Extend Pandas DataFrame with custom functions and attributes

May 5, 2015 07:34 · 175 words · 1 minute read

At Quantego.com we love working with Pandas Dataframes. We use them to store and analyze results from simulation runs. On top of our data matrix and a multi-level index we also need to accommodate custom plotting functions and attributes from the previous simulation run.

Subclassing pandas.DataFrame for this task was a no-brainer. The new version 0.16.1 (to be released in the next days) includes some fixes to make working with subclasses of complex data-frames (DF) easier. Here an example of what can be done. First define two new classes for pandas.Series (single col DF) and pandas.DataFrame . You can define new functions or attributes, as needed.

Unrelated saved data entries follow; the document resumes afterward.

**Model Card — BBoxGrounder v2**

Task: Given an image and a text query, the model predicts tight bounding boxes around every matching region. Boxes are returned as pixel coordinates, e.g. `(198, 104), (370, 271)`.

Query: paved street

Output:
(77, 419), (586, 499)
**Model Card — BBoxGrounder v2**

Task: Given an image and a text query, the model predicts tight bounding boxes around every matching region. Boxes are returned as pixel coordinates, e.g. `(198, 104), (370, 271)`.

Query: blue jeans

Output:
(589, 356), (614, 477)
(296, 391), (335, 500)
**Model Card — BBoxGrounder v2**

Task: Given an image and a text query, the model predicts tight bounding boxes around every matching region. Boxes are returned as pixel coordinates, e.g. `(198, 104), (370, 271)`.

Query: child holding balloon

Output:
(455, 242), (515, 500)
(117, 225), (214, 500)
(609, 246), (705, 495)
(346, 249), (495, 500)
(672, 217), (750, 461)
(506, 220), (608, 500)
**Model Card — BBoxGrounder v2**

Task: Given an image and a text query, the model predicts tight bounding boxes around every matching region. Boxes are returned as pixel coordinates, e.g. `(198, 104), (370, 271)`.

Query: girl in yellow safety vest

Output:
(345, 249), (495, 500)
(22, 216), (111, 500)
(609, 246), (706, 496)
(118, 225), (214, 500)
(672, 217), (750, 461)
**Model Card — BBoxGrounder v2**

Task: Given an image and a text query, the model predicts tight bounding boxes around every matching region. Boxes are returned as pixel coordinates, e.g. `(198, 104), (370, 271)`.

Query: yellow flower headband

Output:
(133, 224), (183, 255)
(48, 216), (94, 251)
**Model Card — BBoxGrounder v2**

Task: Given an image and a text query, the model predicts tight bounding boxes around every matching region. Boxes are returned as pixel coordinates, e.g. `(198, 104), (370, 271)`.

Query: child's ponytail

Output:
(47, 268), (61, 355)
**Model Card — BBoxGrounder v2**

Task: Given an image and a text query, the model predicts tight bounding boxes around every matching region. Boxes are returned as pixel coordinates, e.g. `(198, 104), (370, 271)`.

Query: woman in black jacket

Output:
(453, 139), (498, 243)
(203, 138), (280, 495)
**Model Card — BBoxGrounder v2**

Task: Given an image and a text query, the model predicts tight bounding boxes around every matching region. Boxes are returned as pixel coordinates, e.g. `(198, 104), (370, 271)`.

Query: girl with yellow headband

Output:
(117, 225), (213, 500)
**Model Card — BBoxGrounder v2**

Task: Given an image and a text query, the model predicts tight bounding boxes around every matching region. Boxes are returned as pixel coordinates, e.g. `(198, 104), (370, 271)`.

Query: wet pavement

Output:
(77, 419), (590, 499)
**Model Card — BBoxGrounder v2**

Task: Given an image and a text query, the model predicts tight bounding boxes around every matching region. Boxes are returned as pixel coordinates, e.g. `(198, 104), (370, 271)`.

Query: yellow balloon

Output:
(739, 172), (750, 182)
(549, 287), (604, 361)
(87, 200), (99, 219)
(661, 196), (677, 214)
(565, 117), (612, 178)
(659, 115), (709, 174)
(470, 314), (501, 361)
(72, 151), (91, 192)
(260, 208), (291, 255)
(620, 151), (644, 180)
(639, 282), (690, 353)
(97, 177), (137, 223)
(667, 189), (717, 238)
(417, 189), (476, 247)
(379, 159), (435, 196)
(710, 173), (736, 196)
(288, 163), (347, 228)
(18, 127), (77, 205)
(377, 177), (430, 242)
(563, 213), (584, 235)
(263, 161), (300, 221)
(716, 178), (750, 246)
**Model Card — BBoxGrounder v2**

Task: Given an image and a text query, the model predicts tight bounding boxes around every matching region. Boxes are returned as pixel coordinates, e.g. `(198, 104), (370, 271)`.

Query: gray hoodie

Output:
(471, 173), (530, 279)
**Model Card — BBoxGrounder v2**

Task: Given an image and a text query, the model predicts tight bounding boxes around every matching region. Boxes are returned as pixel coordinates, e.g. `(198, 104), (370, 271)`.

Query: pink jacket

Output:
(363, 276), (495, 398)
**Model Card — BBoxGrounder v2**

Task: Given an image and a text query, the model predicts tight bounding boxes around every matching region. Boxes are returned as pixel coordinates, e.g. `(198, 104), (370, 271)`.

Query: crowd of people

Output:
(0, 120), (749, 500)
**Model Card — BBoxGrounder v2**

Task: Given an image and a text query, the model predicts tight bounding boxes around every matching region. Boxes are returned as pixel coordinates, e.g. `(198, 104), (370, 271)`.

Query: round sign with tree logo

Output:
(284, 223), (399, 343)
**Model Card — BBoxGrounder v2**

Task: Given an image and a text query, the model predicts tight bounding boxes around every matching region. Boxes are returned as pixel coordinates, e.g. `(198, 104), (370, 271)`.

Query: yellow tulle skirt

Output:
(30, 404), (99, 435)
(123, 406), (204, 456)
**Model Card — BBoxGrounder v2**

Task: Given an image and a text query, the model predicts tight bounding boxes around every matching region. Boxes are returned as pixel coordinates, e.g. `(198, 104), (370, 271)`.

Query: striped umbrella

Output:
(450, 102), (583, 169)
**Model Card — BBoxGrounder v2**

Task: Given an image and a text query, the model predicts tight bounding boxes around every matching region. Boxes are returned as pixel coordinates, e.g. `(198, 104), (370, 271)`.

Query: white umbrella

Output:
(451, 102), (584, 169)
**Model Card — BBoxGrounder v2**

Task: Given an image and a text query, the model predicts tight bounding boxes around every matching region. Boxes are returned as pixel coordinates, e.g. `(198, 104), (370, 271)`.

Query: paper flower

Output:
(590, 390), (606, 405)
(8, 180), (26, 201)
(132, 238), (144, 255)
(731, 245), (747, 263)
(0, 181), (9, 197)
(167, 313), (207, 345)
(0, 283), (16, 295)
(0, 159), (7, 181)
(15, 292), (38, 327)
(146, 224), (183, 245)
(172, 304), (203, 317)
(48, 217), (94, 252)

class CustomSeries(pandas.Series):
    def _constructor(self):
        return CustomSeries

    def custom_series_function(self):
        return 'OK'

class CustomDataFrame(pandas.DataFrame):
    "My custom dataframe"
    def __init__(self, *args, **kw):
        super(CustomDataFrame, self).__init__(*args, **kw)

    def _constructor(self):
        return CustomDataFrame

    _constructor_sliced = CustomSeries

    def custom_frame_function(self):
        return 'OK'

Notice _constructor  and _constructor_sliced . They make sure you get the correct class back, when slicing the DF.

Via self  you have convenient access to all Pandas functions and can even roll your own.